Hadia Mubarak

Country

United States

Known for

Gender in Islam and Modern Islamic Movements

Dates

1982-Present

Hadia Mubarak

Biography

Hadia Mubarak is a lecturer on Religion and Gender at the University of North Carolina at Charlotte. In 2004, Mubarak was the first female to be elected as president of the Muslim Students Association National (MSA). She received her Bachelor’s degree in International Affairs and English from Florida State University and her Master’s degree Georgetown University in Contemporary Arab Studies concentrated on Women and Gender from and Her PhD in Islamic Studies from Georgetown University specialized in modern and classical Qurʾanic exegesis, Islamic law, Islamic feminism, and gender reform in the modern Muslim world.

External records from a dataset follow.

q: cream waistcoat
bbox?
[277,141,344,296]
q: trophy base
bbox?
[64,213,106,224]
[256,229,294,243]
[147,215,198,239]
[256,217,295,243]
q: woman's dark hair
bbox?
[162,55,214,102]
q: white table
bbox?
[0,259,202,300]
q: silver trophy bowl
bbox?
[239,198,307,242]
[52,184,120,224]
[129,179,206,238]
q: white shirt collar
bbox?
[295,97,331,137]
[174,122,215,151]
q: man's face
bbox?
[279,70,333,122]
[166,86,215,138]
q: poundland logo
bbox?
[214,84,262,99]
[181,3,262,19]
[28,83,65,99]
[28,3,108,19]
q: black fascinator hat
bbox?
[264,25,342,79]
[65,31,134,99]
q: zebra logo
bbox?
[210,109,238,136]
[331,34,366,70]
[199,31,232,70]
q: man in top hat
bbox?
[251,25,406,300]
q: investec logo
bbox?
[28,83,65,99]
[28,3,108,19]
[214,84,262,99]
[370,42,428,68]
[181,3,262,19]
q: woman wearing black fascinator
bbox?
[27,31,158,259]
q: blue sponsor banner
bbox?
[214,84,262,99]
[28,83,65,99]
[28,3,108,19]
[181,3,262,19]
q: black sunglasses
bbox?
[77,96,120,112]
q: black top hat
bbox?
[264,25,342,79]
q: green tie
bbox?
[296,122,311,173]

Mubarak worked as a Senior Researcher at the Center for Muslim-Christian Understanding at Georgetown University and a researcher at the Gallup Organization’s Center for Muslim Studies, where she contributed research to Who Speaks for Islam: What a Billion Muslims Really Think and The Future of Islam by John Esposito. In 2006, Mubarak joined the “Islam in the Age of Globalization” initiative, sponsored by American University, Brookings Institute and the Pew Forum. As a field researcher, Mubarak conducted on-site interviews with Muslim scholars, government officials, activists, students, and journalists in Qatar, Jordan, Syria, Turkey, Pakistan and India and published an analysis of these surveys in Journey into Islam: The Crisis of Globalization (The Brookings Institution Press, 2008).

Her publications include “Crossroads” in I Speak For Myself: American Women on Being Muslim (White Cloud Press, 2011), “Intersections: Modernity, Gender and Qurʾanic exegesis” (PhD Diss, Georgetown University, 2014), “Young and Muslim in Post 9/11 America” (The Brandywine Review of Faith & International Affairs Vol. 3, No. 2); “Breaking the Interpretive Monopoly: A Re-Examination of Verse 4:34” (Hawwa Vol. 2, Issue 3); The Politicization of Gender Reform: Islamists’ discourse on repealing Article 340 of the Jordanian Penal Code (MA Thesis, Georgetown University, 2005); and “Blurring the Lines Between Faith and Culture” (America Now: Short Readings from Recent Periodicals. 5th ed.), among many others.